Rhys’s reflections on how different his family is to Vivi’s function as more than just personal introspection. Rhys pinpoints the difference between one’s blood kin and one’s chosen family. For Vivi, she grew up feeling supported and loved by Elaine and Gwyn, so her understanding of what a family is and does is different from Rhys’s perspective, since he grew up in a cold and distant family whose members went their separate ways as soon as possible. While Rhys appreciates Vivi’s estimation that Simon’s overbearing behavior is a sign that he cares about his son, he also knows that just because someone is a blood relative, they do not necessarily care about him. This reflection explores the ways in which family dynamics affect an individual’s understanding of different forms of love.
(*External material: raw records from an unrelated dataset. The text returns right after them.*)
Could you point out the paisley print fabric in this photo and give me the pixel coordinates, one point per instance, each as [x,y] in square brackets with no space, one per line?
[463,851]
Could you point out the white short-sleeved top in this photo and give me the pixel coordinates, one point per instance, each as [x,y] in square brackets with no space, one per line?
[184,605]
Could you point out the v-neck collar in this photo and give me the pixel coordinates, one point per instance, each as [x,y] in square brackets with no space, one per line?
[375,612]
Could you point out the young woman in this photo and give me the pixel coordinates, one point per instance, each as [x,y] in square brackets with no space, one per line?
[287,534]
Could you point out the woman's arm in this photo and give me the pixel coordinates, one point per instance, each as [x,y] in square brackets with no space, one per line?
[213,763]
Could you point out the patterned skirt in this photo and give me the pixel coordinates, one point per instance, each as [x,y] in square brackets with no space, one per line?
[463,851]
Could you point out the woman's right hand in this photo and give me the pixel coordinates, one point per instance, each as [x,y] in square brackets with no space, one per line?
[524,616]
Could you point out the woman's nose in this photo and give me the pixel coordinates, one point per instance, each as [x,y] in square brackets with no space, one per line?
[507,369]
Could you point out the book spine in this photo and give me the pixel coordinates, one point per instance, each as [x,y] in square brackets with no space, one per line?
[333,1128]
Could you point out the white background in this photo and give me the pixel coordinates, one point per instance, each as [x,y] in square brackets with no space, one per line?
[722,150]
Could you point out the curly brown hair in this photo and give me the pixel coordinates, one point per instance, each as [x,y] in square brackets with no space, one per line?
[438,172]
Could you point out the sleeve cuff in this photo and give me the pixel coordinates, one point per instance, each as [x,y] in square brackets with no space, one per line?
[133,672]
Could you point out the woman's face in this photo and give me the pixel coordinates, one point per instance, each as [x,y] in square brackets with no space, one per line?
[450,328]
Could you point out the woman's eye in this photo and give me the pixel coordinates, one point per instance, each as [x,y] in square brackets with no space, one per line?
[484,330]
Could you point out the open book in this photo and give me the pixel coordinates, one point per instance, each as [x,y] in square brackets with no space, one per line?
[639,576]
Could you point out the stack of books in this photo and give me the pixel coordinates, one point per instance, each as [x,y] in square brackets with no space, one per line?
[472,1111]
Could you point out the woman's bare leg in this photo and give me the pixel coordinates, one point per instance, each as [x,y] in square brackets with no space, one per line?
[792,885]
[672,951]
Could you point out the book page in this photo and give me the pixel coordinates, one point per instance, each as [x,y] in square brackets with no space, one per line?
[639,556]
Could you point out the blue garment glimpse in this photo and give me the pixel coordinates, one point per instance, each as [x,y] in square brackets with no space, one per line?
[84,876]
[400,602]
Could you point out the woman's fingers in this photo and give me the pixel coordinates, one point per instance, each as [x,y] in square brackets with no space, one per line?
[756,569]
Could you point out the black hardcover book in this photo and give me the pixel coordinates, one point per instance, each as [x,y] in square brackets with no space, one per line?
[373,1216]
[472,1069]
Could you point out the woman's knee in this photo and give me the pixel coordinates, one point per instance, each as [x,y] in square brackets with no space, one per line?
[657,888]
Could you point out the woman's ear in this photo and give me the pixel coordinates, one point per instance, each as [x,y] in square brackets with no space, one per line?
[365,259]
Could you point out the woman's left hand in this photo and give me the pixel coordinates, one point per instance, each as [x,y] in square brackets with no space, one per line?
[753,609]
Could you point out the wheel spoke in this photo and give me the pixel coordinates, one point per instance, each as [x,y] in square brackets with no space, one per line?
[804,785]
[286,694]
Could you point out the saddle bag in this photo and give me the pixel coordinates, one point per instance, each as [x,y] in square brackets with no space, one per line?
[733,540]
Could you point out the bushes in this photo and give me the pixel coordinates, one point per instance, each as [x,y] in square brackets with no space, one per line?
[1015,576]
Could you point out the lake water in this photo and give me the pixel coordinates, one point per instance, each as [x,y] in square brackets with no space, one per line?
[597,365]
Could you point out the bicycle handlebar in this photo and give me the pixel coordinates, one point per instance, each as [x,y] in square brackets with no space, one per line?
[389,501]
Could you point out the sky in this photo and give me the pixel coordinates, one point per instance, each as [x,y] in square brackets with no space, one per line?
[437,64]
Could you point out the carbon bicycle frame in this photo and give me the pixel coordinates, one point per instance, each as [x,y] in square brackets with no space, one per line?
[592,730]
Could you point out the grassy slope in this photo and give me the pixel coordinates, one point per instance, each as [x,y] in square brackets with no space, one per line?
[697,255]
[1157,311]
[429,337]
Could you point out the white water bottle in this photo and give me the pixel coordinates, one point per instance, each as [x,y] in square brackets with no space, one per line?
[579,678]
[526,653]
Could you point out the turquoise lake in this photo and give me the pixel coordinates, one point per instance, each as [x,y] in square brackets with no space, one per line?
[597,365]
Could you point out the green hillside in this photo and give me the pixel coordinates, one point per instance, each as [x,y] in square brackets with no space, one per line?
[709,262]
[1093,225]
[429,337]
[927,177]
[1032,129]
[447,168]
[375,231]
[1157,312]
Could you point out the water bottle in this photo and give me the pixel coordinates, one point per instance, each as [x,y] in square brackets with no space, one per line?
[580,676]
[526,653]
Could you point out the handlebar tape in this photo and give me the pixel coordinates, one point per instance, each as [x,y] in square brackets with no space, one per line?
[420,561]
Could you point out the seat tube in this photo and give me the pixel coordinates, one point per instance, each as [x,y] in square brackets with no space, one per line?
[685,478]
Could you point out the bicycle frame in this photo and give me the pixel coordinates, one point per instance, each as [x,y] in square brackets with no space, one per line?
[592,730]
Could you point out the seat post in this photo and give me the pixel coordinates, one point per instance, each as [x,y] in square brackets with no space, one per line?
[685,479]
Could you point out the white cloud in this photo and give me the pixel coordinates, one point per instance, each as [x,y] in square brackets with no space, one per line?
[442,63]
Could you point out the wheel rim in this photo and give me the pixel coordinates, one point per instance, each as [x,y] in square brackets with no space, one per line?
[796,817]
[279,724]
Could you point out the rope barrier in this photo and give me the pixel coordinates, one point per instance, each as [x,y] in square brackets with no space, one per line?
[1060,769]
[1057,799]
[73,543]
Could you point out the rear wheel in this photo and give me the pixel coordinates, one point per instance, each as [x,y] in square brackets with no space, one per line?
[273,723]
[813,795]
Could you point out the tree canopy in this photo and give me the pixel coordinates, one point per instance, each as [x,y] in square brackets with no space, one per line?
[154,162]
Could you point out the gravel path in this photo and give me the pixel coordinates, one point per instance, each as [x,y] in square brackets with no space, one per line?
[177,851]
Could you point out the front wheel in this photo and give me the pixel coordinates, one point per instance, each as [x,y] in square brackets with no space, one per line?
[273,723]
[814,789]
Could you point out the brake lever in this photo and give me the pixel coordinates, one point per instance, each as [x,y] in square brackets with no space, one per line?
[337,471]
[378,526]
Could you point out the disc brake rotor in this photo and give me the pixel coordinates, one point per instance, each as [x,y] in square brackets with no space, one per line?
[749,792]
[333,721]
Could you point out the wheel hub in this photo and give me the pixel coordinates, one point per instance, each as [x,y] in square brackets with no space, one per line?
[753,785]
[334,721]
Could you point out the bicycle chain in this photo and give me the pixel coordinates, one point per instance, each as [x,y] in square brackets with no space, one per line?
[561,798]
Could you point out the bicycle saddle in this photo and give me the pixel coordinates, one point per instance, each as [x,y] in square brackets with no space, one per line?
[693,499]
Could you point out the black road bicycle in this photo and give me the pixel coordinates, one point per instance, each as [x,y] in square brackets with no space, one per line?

For Vivi, love and duty are deeply intertwined, as her family’s devotion to one another is entangled with familial love. In Rhys’s experience, familial duty is a straightforward obligation, and love has nothing to do with it. By growing closer with Vivi, Rhys is able to join her family and experience the supportive network of relatives he did not have while growing up in Penhaven Manor. There is also something to be said for the gender differences between Rhys’s family and Vivi’s. The Penhallows who appear in the novel are all male characters, whereas the Joneses are all female characters. In the male-dominated environment, greater emphasis is placed upon competition, whereas in the female-led environment, there is more focus on collaboration. Rhys experiences what it is like to be part of a team fighting for the same goal, rather than a group of opponents fighting each other.
Piper McBride’s revelation of what really happened to Aelwyd Jones reflects a disappointing pattern in real-life history, in which the involvement and accomplishments of women are overlooked and sometimes altogether erased in favor of championing the genius of and sacrifices made by men. Historically, women have not been afforded the same opportunities for advancement as men, which preemptively sets up their accomplishments to occur under the leadership of men who take full credit for their work. Gryffud Penhallow was unable to establish Graves Glen and harness the ley-lines power by himself; he could not have founded the town without Aelwyd’s power. However, to keep the resulting glory for himself, he covered up her involvement and her true cause of death, ensuring that he would be remembered as a hero. Aelwyd’s power was still so intense that, even after her death, her desire to be known and seen reached out through the ley lines and seized control of Vivi’s hex. Aelwyd’s revenge is to destroy the town Gryffud stole her power to create and punish his descendants with death in the same sweeping manner as he sentenced her descendants to obscurity.